What may be most heart wrenching is that the "spell" of today's witchcraft in Ghana is used against the most vulnerable and frail members of its society – old women who can no longer fight, protect or fend for themselves. The overwhelming majority of people proclaimed as "witches" are older women, usually over 50 or 60 years of age. And when they are "found" to be a witch, they are sometimes killed or brutally beaten, and then cast out of their family and their village – forced to live in extreme poverty in a designated witch's village – shunned by the children they birthed, and victimized by a society they once strengthened. The people are mainly pagan, the “tindana” (witchdoctor) is considered all powerful, and no one dares to help these proclaimed witches, lest they be cursed by their supernatural powers.
In N'gani, a witch's village in northwest Ghana, there are some 1,400 resident witches (counting about 7 male witches, all the rest are female). Each resident "witch" has an important story to tell of their journey into darkness – their savage beating, rejection by family and neighbors, punishment, poverty and enforced confinement. To make matters worse, the older women are often “given” a young family member (usually female) child to care for them while they are exiled in the witch’s village. This is often a “life sentence” for the child, who now has little hope for a decent education, career, marriage or any life outside of the village. There is one main “gaziya,” or leader of women, who is speaks on behalf of the women, and the chief of village (see photo #8) resides in Yendi, about a one-hour drive away, but has warmly welcomed our medical services and clinic support over the past 3 years.
The proposed building of a dual-purpose facility in 2009 that will serve as both a spiritual community and health center for those who otherwise are afforded no hope.
Getting there's the hard part...It's a 16-hour journey into the remote northern area from Accra, the capital city. It’s a very difficult road, and there's no running water or electricity in the village, so water must be driven in for mixing medications and all of the medical’s team’s diagnostics have to run on batteries. Photo 2: Here is Rev. Eric Doku, our host in the north, and a local pastor. He stands in front of the current structure, made of thin sticks and woven palm fronds, which is now too small to hold the members.

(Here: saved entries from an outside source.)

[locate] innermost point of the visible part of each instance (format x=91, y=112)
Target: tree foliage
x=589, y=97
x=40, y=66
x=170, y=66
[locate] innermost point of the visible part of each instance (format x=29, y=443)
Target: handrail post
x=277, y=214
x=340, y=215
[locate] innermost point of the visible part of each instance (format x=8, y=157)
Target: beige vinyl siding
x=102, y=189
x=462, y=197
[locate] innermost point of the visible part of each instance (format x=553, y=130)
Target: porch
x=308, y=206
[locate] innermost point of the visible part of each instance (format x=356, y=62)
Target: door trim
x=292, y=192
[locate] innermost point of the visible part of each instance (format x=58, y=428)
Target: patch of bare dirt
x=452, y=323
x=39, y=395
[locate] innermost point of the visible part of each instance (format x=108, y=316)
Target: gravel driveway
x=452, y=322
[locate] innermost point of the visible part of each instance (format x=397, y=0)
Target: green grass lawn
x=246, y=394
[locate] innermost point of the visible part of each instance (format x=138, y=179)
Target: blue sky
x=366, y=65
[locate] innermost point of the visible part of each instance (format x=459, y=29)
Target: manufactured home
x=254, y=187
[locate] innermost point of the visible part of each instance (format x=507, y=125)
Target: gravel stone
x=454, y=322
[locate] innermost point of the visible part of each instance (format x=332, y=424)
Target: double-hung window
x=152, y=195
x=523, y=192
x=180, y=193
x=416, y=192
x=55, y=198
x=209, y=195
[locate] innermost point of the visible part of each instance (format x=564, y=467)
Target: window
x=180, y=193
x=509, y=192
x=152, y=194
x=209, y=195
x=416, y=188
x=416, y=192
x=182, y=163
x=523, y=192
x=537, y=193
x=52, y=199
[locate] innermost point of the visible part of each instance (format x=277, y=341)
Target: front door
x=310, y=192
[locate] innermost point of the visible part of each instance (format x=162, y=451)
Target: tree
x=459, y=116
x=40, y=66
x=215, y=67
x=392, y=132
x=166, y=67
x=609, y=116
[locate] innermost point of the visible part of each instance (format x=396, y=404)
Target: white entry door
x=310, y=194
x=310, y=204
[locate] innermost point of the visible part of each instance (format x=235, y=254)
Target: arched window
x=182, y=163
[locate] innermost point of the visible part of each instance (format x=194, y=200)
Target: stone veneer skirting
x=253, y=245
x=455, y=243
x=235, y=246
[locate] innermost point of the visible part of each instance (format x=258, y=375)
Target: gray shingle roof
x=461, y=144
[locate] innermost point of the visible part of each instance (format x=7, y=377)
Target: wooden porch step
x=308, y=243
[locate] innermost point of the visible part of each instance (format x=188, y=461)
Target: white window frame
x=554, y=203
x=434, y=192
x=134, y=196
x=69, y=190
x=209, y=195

What WMP’s service has meant to the village, directly in their own words:
“We were here hopeless, but now we are in the mood of happiness since we first saw the World Missions Possible” – Amadu Zeinabu (63 years old)
“I have been here 3 years and there was nothing given to me until the World Missions Possible came with drugs and medical equipment. We are now in good health. We have seen great changes in our health and have renewed our strength to do our farming. So I thank the doctors.”
– Abdul Ayuisheitu (46 years old)
“I would like to say that without your help, some of us would have died through illness, so I hope you will not stop helping us.” – Budahi Asane (33 years old)
The service in N’Gani breathes life into WMP’s motto, taken from the words of Mother Teresa’s selfless service: “As human beings, we can do no great things, only small things with GREAT LOVE.”
It is this Great Love that touched both the lives of the people in N’Gani and the WMP Ghana Medical Team. And because of it, we are all changed, encouraged, and enriched – and ready to continue to serve those in need all across the world.